The success of MaxSAT (maximum satisfiability) solving in recent years has motivated researchers to apply MaxSAT solvers in diverse discrete combinatorial optimization problems. Group testing has been studied as a combinatorial optimization problem, where the goal is to find defective items among a set of items by performing sets of tests on items. In this paper, we propose a MaxSAT-based framework, called MGT, that solves group testing, in particular, the decoding phase of non-adaptive group testing. We extend this approach to the noisy variant of group testing, and propose a compact MaxSAT-based encoding that guarantees an optimal solution. Our extensive experimental results show that MGT can solve group testing instances of 10000 items with 3% defectivity, which no prior work can handle to the best of our knowledge. Furthermore, MGT has better accuracy than the LP-based ap- proach.
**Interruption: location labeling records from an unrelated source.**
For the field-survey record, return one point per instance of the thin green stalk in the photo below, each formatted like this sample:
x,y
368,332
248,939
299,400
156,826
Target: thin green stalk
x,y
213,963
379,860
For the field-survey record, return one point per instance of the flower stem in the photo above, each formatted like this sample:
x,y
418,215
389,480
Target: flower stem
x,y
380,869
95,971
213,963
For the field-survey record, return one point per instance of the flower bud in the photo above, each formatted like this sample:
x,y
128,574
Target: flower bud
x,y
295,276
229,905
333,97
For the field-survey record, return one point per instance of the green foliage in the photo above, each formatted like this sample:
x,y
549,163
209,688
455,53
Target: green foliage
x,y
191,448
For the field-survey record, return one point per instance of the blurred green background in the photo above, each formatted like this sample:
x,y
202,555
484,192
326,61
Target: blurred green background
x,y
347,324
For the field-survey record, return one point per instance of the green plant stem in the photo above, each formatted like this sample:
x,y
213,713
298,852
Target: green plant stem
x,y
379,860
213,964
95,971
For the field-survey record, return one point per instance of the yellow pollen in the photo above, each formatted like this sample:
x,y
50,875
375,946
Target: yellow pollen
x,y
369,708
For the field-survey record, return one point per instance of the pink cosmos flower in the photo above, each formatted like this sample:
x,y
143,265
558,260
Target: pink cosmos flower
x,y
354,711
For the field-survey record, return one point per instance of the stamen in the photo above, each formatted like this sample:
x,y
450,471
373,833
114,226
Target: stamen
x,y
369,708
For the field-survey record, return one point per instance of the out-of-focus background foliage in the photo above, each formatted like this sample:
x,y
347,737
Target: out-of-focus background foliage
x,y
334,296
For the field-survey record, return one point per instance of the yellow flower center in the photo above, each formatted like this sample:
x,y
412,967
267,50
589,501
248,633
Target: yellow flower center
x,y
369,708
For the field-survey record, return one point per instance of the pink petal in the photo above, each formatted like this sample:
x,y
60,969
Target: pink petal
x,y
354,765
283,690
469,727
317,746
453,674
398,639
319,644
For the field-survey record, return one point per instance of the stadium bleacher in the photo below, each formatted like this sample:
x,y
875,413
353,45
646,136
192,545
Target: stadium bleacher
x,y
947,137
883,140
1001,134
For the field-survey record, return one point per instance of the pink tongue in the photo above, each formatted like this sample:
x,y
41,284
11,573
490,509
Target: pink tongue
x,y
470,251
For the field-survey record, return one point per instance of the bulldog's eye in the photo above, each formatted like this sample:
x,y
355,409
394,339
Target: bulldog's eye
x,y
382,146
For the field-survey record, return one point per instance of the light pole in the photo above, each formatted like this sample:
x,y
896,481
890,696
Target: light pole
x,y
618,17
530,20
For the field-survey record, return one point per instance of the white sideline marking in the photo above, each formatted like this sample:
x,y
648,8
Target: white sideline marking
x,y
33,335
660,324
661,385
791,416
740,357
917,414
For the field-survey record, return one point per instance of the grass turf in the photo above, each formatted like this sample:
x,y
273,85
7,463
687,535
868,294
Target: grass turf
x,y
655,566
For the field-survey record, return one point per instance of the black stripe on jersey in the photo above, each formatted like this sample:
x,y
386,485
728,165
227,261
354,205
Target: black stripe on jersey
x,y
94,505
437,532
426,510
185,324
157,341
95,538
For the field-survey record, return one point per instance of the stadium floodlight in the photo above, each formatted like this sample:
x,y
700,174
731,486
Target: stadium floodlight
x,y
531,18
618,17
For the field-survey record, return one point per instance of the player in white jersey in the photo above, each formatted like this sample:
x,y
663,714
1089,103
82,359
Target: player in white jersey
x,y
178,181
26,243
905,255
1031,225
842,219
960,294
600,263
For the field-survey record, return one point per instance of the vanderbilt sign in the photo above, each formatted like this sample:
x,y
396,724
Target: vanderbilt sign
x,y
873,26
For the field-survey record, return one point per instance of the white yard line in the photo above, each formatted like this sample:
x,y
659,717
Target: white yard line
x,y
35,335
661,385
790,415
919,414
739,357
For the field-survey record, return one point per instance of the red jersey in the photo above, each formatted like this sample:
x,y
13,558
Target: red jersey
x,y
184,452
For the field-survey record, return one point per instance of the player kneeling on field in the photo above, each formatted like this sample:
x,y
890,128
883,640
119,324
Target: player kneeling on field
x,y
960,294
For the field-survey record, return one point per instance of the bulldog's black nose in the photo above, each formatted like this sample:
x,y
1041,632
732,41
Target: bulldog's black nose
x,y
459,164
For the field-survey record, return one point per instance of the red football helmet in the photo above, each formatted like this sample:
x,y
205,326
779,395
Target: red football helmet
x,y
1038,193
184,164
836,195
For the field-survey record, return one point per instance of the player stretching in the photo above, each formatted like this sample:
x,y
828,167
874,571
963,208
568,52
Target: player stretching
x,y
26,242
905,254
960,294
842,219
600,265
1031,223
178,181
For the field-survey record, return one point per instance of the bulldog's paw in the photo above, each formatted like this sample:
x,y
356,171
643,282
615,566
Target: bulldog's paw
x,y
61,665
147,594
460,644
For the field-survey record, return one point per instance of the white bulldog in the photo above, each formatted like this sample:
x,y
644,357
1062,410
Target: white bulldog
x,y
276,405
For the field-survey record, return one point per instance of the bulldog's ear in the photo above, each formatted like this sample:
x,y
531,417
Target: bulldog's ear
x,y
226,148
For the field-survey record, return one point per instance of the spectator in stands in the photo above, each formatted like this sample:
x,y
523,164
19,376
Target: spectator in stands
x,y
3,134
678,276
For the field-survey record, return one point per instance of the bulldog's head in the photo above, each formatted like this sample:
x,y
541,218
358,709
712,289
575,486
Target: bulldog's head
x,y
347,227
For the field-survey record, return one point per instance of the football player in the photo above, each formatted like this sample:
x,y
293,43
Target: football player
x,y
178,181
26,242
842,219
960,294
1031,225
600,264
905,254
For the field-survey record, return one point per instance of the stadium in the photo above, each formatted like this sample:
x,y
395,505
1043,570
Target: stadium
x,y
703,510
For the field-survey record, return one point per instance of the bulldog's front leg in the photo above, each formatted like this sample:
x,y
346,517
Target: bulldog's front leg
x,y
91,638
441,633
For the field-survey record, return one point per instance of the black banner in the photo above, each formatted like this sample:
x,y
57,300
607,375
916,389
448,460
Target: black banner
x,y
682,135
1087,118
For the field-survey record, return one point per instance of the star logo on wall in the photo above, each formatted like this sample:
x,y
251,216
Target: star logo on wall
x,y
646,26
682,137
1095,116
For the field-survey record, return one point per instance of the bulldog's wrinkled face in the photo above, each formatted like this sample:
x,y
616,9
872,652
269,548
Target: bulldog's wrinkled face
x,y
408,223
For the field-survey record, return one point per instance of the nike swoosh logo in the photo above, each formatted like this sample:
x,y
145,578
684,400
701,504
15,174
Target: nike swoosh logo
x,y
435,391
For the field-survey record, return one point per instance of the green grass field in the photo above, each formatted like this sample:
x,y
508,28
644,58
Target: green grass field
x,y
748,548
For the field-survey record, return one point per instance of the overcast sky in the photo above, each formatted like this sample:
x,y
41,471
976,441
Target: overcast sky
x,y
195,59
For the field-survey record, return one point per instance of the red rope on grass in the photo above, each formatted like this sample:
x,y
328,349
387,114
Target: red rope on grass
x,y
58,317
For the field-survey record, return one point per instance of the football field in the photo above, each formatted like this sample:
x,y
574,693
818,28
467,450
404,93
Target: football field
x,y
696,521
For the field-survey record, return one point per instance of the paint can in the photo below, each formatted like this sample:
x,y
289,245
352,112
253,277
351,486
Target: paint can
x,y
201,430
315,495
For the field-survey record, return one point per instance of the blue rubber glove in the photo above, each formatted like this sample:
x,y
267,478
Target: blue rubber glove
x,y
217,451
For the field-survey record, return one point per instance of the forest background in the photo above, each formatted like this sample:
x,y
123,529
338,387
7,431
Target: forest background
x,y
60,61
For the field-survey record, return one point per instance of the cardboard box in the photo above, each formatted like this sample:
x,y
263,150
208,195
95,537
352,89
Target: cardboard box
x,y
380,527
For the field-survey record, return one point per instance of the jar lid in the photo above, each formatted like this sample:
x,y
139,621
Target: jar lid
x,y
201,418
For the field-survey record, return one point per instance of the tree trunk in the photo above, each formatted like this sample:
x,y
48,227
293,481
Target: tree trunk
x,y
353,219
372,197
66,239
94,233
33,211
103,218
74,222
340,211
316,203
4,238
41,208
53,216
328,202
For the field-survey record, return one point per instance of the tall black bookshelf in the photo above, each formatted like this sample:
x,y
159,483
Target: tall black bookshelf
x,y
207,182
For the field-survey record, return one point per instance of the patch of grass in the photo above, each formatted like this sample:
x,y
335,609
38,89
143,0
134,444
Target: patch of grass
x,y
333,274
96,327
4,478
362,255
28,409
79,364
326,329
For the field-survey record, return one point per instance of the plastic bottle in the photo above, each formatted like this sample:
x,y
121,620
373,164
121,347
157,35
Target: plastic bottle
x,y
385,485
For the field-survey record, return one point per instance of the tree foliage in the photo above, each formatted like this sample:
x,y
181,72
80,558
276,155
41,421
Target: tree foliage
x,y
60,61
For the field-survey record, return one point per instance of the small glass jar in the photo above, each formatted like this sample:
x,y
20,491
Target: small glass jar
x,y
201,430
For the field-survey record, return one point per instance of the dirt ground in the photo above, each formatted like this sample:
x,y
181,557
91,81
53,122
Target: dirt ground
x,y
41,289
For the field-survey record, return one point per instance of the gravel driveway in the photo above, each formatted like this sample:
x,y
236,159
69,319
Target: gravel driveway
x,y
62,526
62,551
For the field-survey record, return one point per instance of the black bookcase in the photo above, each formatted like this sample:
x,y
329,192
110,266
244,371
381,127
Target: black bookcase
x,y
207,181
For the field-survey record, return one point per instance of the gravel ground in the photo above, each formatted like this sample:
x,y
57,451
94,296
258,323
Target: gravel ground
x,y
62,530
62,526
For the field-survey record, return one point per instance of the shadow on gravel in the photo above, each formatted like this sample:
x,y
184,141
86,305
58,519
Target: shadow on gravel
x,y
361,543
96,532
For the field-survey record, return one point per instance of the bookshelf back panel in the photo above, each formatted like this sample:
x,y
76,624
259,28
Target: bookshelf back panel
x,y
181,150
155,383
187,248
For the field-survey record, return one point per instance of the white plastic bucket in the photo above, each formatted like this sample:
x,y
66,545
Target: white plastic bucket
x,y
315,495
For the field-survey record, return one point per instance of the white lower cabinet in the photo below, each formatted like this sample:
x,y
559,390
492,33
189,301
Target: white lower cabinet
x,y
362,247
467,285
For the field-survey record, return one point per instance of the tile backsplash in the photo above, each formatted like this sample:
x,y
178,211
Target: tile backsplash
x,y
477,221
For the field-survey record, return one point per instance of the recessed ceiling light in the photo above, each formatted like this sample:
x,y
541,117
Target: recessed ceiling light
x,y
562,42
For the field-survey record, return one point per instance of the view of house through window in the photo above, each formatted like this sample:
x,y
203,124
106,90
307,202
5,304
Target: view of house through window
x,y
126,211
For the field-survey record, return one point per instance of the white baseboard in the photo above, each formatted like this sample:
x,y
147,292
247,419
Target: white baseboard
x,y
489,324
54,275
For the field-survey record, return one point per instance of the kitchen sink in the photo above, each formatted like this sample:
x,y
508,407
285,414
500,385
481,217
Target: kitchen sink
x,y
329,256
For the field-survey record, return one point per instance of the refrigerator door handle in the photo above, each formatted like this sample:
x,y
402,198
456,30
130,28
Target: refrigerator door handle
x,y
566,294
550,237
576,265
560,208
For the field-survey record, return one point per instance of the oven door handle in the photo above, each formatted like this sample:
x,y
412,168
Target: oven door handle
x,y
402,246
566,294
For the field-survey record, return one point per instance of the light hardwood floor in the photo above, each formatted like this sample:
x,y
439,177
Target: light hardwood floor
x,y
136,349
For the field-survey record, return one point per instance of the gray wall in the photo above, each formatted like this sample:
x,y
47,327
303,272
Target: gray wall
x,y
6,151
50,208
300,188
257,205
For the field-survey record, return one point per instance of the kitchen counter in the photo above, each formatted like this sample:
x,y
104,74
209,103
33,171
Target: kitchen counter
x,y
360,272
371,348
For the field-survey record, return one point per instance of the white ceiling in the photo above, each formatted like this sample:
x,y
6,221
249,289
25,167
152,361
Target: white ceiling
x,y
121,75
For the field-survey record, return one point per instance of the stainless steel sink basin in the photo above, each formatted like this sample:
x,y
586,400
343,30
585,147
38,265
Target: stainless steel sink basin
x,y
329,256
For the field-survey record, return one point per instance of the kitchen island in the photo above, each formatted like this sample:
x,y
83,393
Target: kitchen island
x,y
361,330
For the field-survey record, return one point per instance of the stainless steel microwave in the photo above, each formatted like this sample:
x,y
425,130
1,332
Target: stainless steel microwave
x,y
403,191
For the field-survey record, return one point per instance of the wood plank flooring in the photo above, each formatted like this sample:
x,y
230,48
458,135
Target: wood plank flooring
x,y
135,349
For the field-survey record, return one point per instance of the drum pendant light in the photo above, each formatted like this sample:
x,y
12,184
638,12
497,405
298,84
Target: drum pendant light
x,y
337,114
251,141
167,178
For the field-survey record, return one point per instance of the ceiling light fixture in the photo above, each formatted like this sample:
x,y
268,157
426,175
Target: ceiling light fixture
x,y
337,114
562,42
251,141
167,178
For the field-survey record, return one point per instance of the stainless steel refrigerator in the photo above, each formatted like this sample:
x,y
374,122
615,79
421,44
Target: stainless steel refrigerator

We also discover an interesting phase transition behavior in the runtime, which reveals the easy-hard-easy nature of group testing.

BibTeX

@inproceedings{CGSM20,
author={Ciampiconi, Lorenzo and Ghosh, Bishwamittra and Scarlett, Jonathan and  Meel, Kuldeep S.},
title={A {MaxSAT}-based Framework for Group Testing},
booktitle=AAAI,
month=feb,
year={2020},
bib2html_pubtype={Refereed Conference},
bib2html_dl_pdf={../Papers/aaai20-cgsm.pdf},
code={https://github.com/meelgroup/mgt},
bib2html_rescat={Formal Methods 4 ML},	
abstract={The success of MaxSAT (maximum satisfiability) solving in recent years has motivated researchers to apply
 MaxSAT solvers in diverse discrete combinatorial optimization problems. Group testing has been studied as a combinatorial 
optimization problem, where the goal is to find defective items among a set of items by performing sets of tests on items.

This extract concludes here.